There is a golden mohur tree near the Guest House, and I sat on the verandah to-day looking at its beautiful cascading orange flowers. A mina bird perched on its branches, looking very inquisitorial and making a variety of inquisitorial noises. The mina is a kind of starling, and is said to be as intelligent as the parrot in learning to talk. Maybe it is; and its harsh voice is no less unpleasant to listen to. Bird noises are seldom pleasant, however. The peacock’s voice is as ugly as his nature, but then he is beautiful to look at, so perhaps nothing more should be expected of him.
In a neem tree close by a family of doves was disputing, peevish and spiteful; and a tree-pie gurgled somewhere overhead, like an air-locked water-pipe. Then a bulbul, the Eastern songthrush, arrived; but he did not contribute to the concert; he only turned up his tail at me to show me that his bottom was decorated with a tuft of red feathers,
and then flew away.
APRIL 14TH
Babaji Rao left Chhokrapur for two months’ holiday yesterday, so I shall not see him again.
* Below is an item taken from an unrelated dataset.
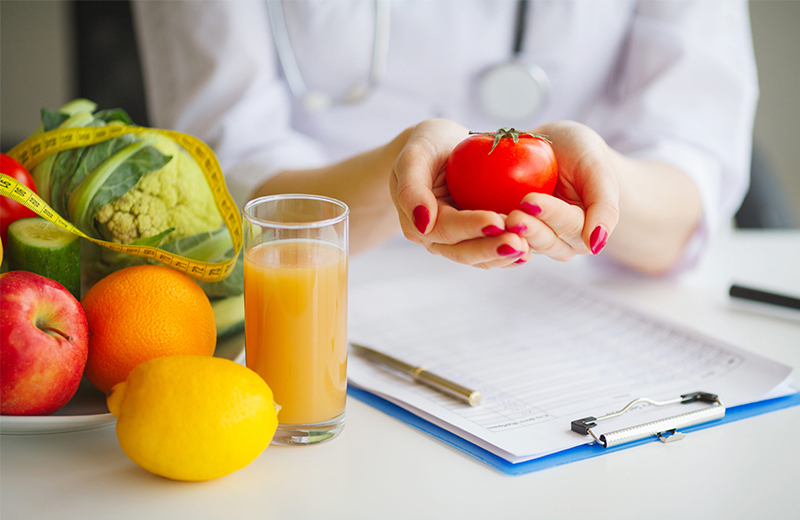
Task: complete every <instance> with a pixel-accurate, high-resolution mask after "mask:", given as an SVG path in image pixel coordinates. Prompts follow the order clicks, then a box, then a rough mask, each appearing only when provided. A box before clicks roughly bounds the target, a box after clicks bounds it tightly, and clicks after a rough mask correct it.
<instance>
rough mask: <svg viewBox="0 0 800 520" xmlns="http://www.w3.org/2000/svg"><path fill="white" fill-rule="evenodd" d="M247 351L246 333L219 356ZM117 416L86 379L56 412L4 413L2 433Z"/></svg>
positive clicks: (233, 339) (109, 417)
He said he would give me a call for farewells at five o’clock this morning as he passed the foot of the Guest House hill on his way to Rajgarh; but as he had not come by half-past five I walked down to his house, fearing I had missed him. But he had not started. A fantastic green wooden coach, to which two lean horses were harnessed, was standing outside his gate; some tin trunks and a bundle in a blanket were stacked on the roof, and three children were clambering over it like monkeys.
Eight people were to travel in this, and a plank had been placed across the two benches inside to afford more seating room. I asked one of the children where Babaji Rao was, and a grubby hand pointed in the direction of the Palace; so I sat on the wall and waited. At a quarter to seven he came, carrying papers and smoothing his scant, disordered hair.
“How late you are!” I said.
“What could I do?” he replied. “His Highness called me at four-thirty, but when I got there he had fallen asleep again and slept until six o’clock. When he had dictated some letters I came away.”
That was all he said, and without the least suggestion of impatience or reproach or any sign of bitterness.
“Will you catch your train?” I asked.
“I do not think so; but we must try.”
I said good-bye to him at once so as not to delay him further, and returned to the Guest House thinking what a kind, generous man he was and how sadly I should miss him.
Babaji Rao departing, Abdul returns, very brisk, very selfpossessed, very punctilious. After perfunctory inquiries about my “homework,” we turned to more important matters. His visit to Deogarh had been most unsatisfactory, the Collector had offered him the job at forty-five rupees—but only on a month’s probation. Abdul had not trusted the Collector. He was a Hindoo. Moreover he had not refunded Abdul’s train fare.